I have a weird kind of half-formed theory in my head about how the Council and what they do to Buffy is kind of a metaphor for what the artistic creator does to their creation. So Joss comes up with these characters and then he (and other writers) start putting them through painful, frightening, life-threatening scenarios just for the entertainment of other people. The character has no choice about it. And anyone who's ever made up people and written things about them will know that the more time you spend with them, the more people-like your characters get to be. It can make you feel kind of sadistic. And yet your only choice is just not to write, which can seem like not an option if you are really driven to create.
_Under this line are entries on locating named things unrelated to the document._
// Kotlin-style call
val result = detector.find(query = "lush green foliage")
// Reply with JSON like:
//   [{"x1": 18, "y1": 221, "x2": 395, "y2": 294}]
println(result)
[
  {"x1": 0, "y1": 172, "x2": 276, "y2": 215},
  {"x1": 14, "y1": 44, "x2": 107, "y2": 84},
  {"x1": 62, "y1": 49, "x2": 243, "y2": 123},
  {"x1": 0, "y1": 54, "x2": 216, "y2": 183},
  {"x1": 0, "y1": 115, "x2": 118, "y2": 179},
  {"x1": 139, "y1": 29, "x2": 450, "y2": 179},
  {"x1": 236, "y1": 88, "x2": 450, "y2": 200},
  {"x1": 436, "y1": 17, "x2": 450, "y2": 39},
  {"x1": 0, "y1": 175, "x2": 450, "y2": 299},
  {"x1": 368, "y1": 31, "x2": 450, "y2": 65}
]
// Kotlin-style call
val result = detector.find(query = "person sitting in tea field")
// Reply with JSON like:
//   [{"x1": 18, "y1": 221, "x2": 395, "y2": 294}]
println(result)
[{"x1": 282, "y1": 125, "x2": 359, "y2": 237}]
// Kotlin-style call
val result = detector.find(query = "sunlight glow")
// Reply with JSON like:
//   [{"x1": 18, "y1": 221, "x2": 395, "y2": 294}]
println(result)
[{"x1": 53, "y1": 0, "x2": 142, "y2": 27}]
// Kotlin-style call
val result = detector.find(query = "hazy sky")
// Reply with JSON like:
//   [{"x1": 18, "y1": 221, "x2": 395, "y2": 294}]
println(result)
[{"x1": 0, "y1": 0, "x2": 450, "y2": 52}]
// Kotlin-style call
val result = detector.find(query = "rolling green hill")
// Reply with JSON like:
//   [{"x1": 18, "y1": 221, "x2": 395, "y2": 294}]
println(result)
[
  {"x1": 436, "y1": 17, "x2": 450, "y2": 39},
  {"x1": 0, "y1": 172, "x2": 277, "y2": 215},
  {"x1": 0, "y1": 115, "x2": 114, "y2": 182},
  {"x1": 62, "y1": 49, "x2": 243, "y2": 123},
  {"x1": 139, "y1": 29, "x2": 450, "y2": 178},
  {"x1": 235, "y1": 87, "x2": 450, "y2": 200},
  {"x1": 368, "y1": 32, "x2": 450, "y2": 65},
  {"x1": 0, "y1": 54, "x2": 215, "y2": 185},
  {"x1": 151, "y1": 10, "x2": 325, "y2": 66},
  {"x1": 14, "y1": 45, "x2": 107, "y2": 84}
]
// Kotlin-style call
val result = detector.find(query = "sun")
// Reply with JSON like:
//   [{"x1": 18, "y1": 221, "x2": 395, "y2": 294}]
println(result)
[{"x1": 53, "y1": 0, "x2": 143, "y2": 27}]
But then you read (or watch) your creation, a relatively innocent teenage girl, having traumatic event after traumatic event thrown at her, getting beaten up and victimised by supernaturally powerful men... it could be argued there's something sadistic about you as a creator.

At least Giles and the Council are ostensibly doing it to make sure that Buffy can really cope with anything, which I guess you have to be able to do if you are making sure your weapon-person is really capable of saving the world. Which is kind of a nobler goal than just doing it because your art demands it of you.

Okay, I did say it was a half-formed theory, I'm not sure how well it holds up but I thought I would put it out there. It's kind of related to unpleasant feels I get when I'm reading something like The Girl with the Dragon Tattoo and its ilk, in which female protagonists and the trauma they endure is described in such loving, painstaking detail that it's hard not to feel kind of sick at it, or wonder about the mind of the author. Buffy is most definitely not as extreme as that, but I still wonder sometimes. I still haven't gotten around to watching Dollhouse mostly because I wonder if it will take that uncomfortableness to the next level.
posted by Athanassiel at 2:17 AM on June 20, 2015 [3 favorites]


I have a weird kind of half-formed theory in my head about how the Council and what they do to Buffy is kind of a metaphor for what the artistic creator does to their creation.

Ooh, I like that theory. I've often thought that Joss's avatar in the series wasn't Xander, but D'Hoffryn ("Never go for the kill when you can go for the pain,") but Joss as the the Council is a fascinating idea.